Why after changing callback type from => Int to () => Intcode doesn't compile? Is this 2 types are different? I though the short version ('=> Int') is just a syntactical sugar.
After some playing with code, I finally could change code so it will compile with () => Int. This way is more intuitive for me.
.
def param = {println("Param evaluates"); 40}
def lazyEval(x: () => Int) = { // changed type to '() => Int'
println("lazy");
x() // explicitly calling function using parentheses '()'
}
val s = lazyEval(param _) // adding underscore after method name and removing `+2`
What is differences between this version and first one (with callback => Int type)? Why in this version we can't make addition of integer with value 2 and the param function (I mean thislazyEval(param _ + 2))? And what mean underscore after method name? (I guess it used to pass method itself, not it return value)
Thanks in help
so why param + 2 operation is legal? Why we can add integer 2 to object with type => Int
We can add 2 to param because it evaluates to Int, you're adding Int with Int. param isn't a function => Int, it is a method, so param + 2 is => Int. ie. an expression that evaluates to Int.

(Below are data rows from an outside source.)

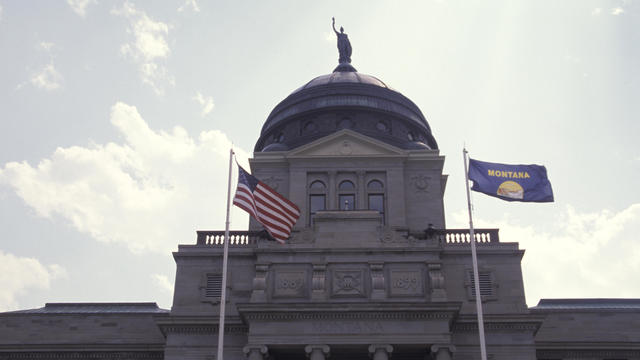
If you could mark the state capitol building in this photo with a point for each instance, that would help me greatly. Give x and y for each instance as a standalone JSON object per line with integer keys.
{"x": 370, "y": 272}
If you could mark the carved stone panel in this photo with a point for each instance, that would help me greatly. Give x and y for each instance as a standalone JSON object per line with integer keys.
{"x": 348, "y": 283}
{"x": 406, "y": 283}
{"x": 290, "y": 284}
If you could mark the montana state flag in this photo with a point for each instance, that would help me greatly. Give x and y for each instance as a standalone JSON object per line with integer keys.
{"x": 527, "y": 183}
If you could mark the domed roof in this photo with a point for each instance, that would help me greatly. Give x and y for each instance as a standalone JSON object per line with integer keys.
{"x": 345, "y": 99}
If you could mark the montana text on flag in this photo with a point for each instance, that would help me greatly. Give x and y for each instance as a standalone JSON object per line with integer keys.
{"x": 276, "y": 213}
{"x": 527, "y": 183}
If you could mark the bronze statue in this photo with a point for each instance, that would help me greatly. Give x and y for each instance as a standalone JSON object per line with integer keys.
{"x": 344, "y": 46}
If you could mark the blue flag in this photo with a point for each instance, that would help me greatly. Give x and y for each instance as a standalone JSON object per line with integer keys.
{"x": 528, "y": 183}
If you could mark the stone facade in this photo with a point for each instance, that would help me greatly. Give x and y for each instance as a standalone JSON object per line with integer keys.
{"x": 370, "y": 270}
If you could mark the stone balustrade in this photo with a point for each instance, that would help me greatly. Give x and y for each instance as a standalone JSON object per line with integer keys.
{"x": 445, "y": 237}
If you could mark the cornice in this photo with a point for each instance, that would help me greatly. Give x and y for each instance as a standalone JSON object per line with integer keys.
{"x": 99, "y": 355}
{"x": 208, "y": 329}
{"x": 582, "y": 354}
{"x": 348, "y": 311}
{"x": 499, "y": 322}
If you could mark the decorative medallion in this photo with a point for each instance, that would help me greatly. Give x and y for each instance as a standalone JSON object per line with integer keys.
{"x": 420, "y": 182}
{"x": 290, "y": 284}
{"x": 348, "y": 283}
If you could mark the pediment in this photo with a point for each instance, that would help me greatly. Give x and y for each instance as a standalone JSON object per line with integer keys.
{"x": 346, "y": 143}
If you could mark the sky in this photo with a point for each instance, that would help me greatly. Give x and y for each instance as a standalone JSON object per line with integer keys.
{"x": 116, "y": 119}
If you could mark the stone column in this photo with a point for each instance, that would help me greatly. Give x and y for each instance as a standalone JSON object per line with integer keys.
{"x": 442, "y": 351}
{"x": 255, "y": 352}
{"x": 377, "y": 280}
{"x": 331, "y": 191}
{"x": 361, "y": 203}
{"x": 380, "y": 351}
{"x": 317, "y": 352}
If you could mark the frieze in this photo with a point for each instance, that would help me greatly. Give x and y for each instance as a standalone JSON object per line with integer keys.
{"x": 348, "y": 327}
{"x": 348, "y": 283}
{"x": 496, "y": 327}
{"x": 211, "y": 329}
{"x": 272, "y": 181}
{"x": 348, "y": 316}
{"x": 406, "y": 283}
{"x": 290, "y": 284}
{"x": 84, "y": 355}
{"x": 583, "y": 354}
{"x": 301, "y": 237}
{"x": 391, "y": 236}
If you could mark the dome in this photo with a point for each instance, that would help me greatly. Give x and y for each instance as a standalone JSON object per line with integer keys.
{"x": 345, "y": 99}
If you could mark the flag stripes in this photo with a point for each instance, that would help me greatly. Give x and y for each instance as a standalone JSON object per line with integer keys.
{"x": 275, "y": 212}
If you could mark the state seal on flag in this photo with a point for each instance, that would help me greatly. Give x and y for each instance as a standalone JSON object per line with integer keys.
{"x": 511, "y": 189}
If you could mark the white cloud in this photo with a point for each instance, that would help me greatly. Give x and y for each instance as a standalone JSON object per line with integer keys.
{"x": 205, "y": 102}
{"x": 162, "y": 282}
{"x": 329, "y": 36}
{"x": 617, "y": 11}
{"x": 20, "y": 274}
{"x": 189, "y": 3}
{"x": 148, "y": 46}
{"x": 581, "y": 255}
{"x": 46, "y": 46}
{"x": 150, "y": 193}
{"x": 48, "y": 78}
{"x": 80, "y": 6}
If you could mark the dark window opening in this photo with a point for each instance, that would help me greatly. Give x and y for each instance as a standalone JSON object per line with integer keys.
{"x": 347, "y": 201}
{"x": 346, "y": 185}
{"x": 317, "y": 202}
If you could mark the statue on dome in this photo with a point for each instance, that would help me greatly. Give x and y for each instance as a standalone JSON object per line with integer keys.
{"x": 344, "y": 46}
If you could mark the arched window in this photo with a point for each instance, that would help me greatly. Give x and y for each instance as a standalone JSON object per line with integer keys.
{"x": 347, "y": 195}
{"x": 317, "y": 198}
{"x": 375, "y": 196}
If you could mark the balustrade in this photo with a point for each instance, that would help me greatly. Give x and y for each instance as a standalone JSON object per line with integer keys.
{"x": 444, "y": 236}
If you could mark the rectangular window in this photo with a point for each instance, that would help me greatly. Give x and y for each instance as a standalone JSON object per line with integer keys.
{"x": 376, "y": 202}
{"x": 347, "y": 201}
{"x": 214, "y": 286}
{"x": 316, "y": 203}
{"x": 486, "y": 284}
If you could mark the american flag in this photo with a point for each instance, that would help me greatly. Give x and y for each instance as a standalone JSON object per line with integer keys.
{"x": 272, "y": 210}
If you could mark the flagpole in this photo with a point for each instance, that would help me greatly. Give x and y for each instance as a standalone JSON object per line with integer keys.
{"x": 472, "y": 240}
{"x": 223, "y": 295}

Why after changing callback type from => Int to () => Intcode doesn't compile? Is this 2 types are different? I though the short version ('=> Int') is just a syntactical sugar.
=> Int and () => Int don't mean the same thing. One is anything that evaluates to Int, and the other a function from Unit to Int. 2 isn't a () => Int, but () => 2 is. Or you could also say 2 is => Int.
Why in this version we can't make addition of integer with value 2 and the param function (I mean thislazyEval(param _ + 2))? And what mean underscore after method name? (I guess it used to pass method itself, not it return value)
param is a method, not a function. The underscore in this case lifts param into a function. So param _ is a function () => Int. And that's exactly why we can't add 2 to it, because you can't add 2 to a function. Basically the exact reason why you think (1) shouldn't work.
In summary:
def lazyEval(x: => Int) is a method with a parameter x that can be anything that evaluates to Int. That could be any method that returns Int, a concrete value of Int, or some block of code that resolves to Int, etc.
lazyEval(x: () => Int) is a method with a parameter x that can only be a parameterless function that returns Int. That could mean the method param lifted to a function, or something weird like () => 2. But it must be a function. So simply passing a value like 2 cannot work.